Crop Protection Association chief executive Dominic Dyer insisted that Europe considered the benefits of GM food. "To take the situation where we've got consumer concern, then put effective barriers up, which the European Community has in terms of trials of crops, is a step backwards," he said.

However, Friends of the Earth food and farming campaigner Helen Rimmer claimed that GM food was unnecessary and that people were starving because of poor resource management. She said: "There's no clear role for GM crops.

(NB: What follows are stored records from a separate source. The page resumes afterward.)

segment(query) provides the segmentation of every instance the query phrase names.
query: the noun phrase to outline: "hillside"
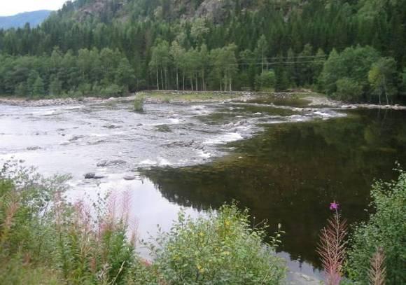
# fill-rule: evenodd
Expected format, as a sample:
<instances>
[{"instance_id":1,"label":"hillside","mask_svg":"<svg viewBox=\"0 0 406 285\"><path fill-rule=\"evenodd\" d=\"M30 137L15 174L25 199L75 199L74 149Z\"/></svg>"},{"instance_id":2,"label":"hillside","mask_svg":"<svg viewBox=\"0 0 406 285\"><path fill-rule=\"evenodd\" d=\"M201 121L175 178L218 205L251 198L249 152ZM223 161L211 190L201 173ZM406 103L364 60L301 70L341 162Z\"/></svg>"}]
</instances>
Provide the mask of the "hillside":
<instances>
[{"instance_id":1,"label":"hillside","mask_svg":"<svg viewBox=\"0 0 406 285\"><path fill-rule=\"evenodd\" d=\"M0 30L0 92L307 87L388 102L406 92L405 46L406 0L76 0Z\"/></svg>"},{"instance_id":2,"label":"hillside","mask_svg":"<svg viewBox=\"0 0 406 285\"><path fill-rule=\"evenodd\" d=\"M22 27L26 23L31 27L36 27L42 23L51 13L48 10L26 12L13 16L0 17L0 29Z\"/></svg>"}]
</instances>

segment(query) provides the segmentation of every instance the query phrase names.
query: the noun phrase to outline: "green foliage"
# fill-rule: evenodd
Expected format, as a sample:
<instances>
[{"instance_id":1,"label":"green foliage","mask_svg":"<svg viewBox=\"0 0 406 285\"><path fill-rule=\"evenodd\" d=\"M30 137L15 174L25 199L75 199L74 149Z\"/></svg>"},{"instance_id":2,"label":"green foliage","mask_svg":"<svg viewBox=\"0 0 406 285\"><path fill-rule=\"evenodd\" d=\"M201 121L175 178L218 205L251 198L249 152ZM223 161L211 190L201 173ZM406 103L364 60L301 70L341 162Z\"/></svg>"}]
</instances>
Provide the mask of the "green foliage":
<instances>
[{"instance_id":1,"label":"green foliage","mask_svg":"<svg viewBox=\"0 0 406 285\"><path fill-rule=\"evenodd\" d=\"M134 99L134 111L136 112L142 112L144 111L144 103L145 98L143 96L137 96Z\"/></svg>"},{"instance_id":2,"label":"green foliage","mask_svg":"<svg viewBox=\"0 0 406 285\"><path fill-rule=\"evenodd\" d=\"M235 204L197 220L180 213L171 230L157 238L158 247L150 244L153 266L169 284L279 284L286 273L274 252L280 232L270 245L262 243L265 236Z\"/></svg>"},{"instance_id":3,"label":"green foliage","mask_svg":"<svg viewBox=\"0 0 406 285\"><path fill-rule=\"evenodd\" d=\"M356 102L366 99L370 90L368 74L379 59L378 52L370 46L347 48L341 53L333 50L320 75L321 89L334 98ZM346 83L350 85L346 87Z\"/></svg>"},{"instance_id":4,"label":"green foliage","mask_svg":"<svg viewBox=\"0 0 406 285\"><path fill-rule=\"evenodd\" d=\"M397 181L377 181L371 192L374 213L367 223L355 228L348 253L351 279L367 284L370 260L377 248L385 256L386 284L406 282L406 172L400 171Z\"/></svg>"},{"instance_id":5,"label":"green foliage","mask_svg":"<svg viewBox=\"0 0 406 285\"><path fill-rule=\"evenodd\" d=\"M252 229L234 204L197 220L181 213L157 239L162 247L151 246L150 265L135 251L130 194L122 203L111 194L92 206L69 204L67 178L10 164L0 170L0 283L274 284L284 277L274 255L281 232L264 244L265 229Z\"/></svg>"},{"instance_id":6,"label":"green foliage","mask_svg":"<svg viewBox=\"0 0 406 285\"><path fill-rule=\"evenodd\" d=\"M396 62L391 57L381 58L372 64L368 74L368 81L372 92L378 96L379 104L381 97L386 97L389 104L389 97L396 92Z\"/></svg>"},{"instance_id":7,"label":"green foliage","mask_svg":"<svg viewBox=\"0 0 406 285\"><path fill-rule=\"evenodd\" d=\"M362 99L369 100L379 96L368 80L368 50L364 57L360 50L348 60L330 62L339 74L319 77L324 52L370 46L396 60L398 74L405 68L405 0L218 1L215 9L203 8L202 3L76 0L39 27L0 30L0 92L16 94L25 83L31 95L34 81L27 78L33 70L46 91L50 92L51 78L57 76L62 93L79 96L99 95L111 84L122 94L141 88L254 89L255 76L272 66L277 90L312 86L320 78L318 88L332 95L337 81L348 77L361 85ZM204 18L199 17L202 11ZM237 60L218 50L230 44ZM284 68L274 67L279 55ZM358 67L349 68L350 74L340 71L351 66ZM83 83L99 88L80 94Z\"/></svg>"},{"instance_id":8,"label":"green foliage","mask_svg":"<svg viewBox=\"0 0 406 285\"><path fill-rule=\"evenodd\" d=\"M271 90L275 87L275 73L273 71L264 71L255 76L255 90Z\"/></svg>"},{"instance_id":9,"label":"green foliage","mask_svg":"<svg viewBox=\"0 0 406 285\"><path fill-rule=\"evenodd\" d=\"M342 101L359 101L363 95L361 85L356 81L344 77L338 79L336 83L337 91L334 92L334 98Z\"/></svg>"},{"instance_id":10,"label":"green foliage","mask_svg":"<svg viewBox=\"0 0 406 285\"><path fill-rule=\"evenodd\" d=\"M63 199L66 179L8 164L0 172L0 283L123 284L141 266L127 235L128 208L104 199L72 206Z\"/></svg>"}]
</instances>

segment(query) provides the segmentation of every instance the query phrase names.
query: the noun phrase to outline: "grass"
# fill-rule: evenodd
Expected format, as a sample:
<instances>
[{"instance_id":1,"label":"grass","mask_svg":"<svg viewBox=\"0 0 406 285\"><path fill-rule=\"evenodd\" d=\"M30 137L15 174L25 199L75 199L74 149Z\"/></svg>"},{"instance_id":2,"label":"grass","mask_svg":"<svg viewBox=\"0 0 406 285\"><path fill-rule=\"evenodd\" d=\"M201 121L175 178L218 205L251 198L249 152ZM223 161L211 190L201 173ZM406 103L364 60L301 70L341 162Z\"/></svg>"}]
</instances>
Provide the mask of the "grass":
<instances>
[{"instance_id":1,"label":"grass","mask_svg":"<svg viewBox=\"0 0 406 285\"><path fill-rule=\"evenodd\" d=\"M66 179L0 166L0 284L253 285L284 277L273 254L279 234L264 244L264 229L253 229L234 204L197 221L181 213L155 241L150 264L136 251L130 192L71 204Z\"/></svg>"},{"instance_id":2,"label":"grass","mask_svg":"<svg viewBox=\"0 0 406 285\"><path fill-rule=\"evenodd\" d=\"M237 99L241 92L221 91L144 91L138 93L148 100L162 102L220 101Z\"/></svg>"}]
</instances>

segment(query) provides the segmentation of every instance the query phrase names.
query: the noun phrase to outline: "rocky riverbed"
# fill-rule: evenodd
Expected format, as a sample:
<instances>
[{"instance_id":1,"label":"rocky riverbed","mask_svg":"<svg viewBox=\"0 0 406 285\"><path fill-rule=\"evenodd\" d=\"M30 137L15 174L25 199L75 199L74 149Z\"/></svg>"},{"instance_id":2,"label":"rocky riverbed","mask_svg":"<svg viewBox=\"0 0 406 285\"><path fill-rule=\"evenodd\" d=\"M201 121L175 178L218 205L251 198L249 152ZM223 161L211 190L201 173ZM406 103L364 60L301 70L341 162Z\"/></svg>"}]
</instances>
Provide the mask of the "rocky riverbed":
<instances>
[{"instance_id":1,"label":"rocky riverbed","mask_svg":"<svg viewBox=\"0 0 406 285\"><path fill-rule=\"evenodd\" d=\"M303 99L297 97L290 93L258 96L245 92L236 93L230 99L223 96L218 101L179 99L165 102L150 99L146 100L142 113L133 111L134 96L6 100L0 102L0 164L11 159L36 166L45 175L71 174L68 195L71 199L97 199L97 195L106 192L130 190L139 236L146 237L147 232L153 235L156 224L164 230L169 228L181 204L176 202L180 199L178 194L168 199L161 192L162 186L146 178L141 169L187 169L218 165L221 160L251 160L246 155L252 154L234 153L234 145L229 143L276 139L261 138L260 134L270 125L329 122L346 117L348 109L363 108L343 106L340 102L312 95L301 95ZM275 158L270 156L266 165L272 165ZM204 177L215 178L214 172L203 169L196 176L196 186L212 183L211 179ZM170 184L174 183L169 179ZM165 178L163 182L166 181ZM181 181L177 183L181 186ZM219 188L223 186L218 185ZM200 209L187 207L186 213L200 215ZM289 254L284 256L295 272L291 274L293 280L299 282L295 284L317 281L308 276L313 272L311 265L305 261L296 265Z\"/></svg>"}]
</instances>

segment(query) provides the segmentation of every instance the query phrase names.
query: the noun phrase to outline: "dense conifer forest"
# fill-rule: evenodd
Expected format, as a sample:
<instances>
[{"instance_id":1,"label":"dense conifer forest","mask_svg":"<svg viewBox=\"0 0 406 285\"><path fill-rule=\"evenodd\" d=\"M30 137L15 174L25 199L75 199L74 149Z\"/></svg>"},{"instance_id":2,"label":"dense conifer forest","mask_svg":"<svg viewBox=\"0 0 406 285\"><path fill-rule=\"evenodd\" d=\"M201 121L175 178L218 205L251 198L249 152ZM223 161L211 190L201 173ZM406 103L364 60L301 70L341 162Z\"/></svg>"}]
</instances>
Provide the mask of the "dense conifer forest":
<instances>
[{"instance_id":1,"label":"dense conifer forest","mask_svg":"<svg viewBox=\"0 0 406 285\"><path fill-rule=\"evenodd\" d=\"M405 0L77 0L0 30L0 94L310 88L390 103L406 91Z\"/></svg>"}]
</instances>

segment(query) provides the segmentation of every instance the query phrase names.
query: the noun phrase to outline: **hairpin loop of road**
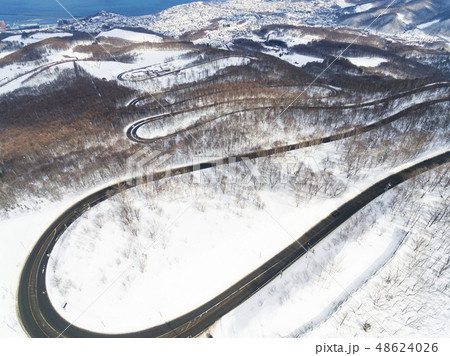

We've already got enough food to feed the world."

Javier Blas, commodities correspondent at the Financial Times​, felt Europe was not ready to accept GM. "In Europe we are seeing measures to reduce the amount of chemicals [in food]." He claimed it was difficult to imagine Europe changing its scepticism, because we could still afford the "luxury" of organic produce.

Food Ethics Council research fellow Paul Steedman advised caution. "The danger is we mistake opportunities for solutions, then find that for all the money and political capital thrown at the food crisis, millions of people are still dying of hunger.

"We need to be clear why scarcity is a problem and it's chiefly because it's taking place in a policy context where social justice isn't a priority."

The debate followed the launch of a study claiming that GM crops had helped cut greenhouse gases and pesticide use and boosted farmers' incomes.

Graham Brookes, agricultural economist and report co-author, said: "Pesticide use has fallen significantly relative to levels of use that would have occurred without using biotechnology."

GM had also delivered "net economic benefits at the farm level amounting to nearly $7bn in 2006 due to yield gains and reduced production costs", he added. "If GM crops had not been available in 2006, maintaining global production levels at the levels seen in 2006 would have required additional plantings of 3.9Mha of soybeans, 1Mha of corn and 0.15Mha of canola."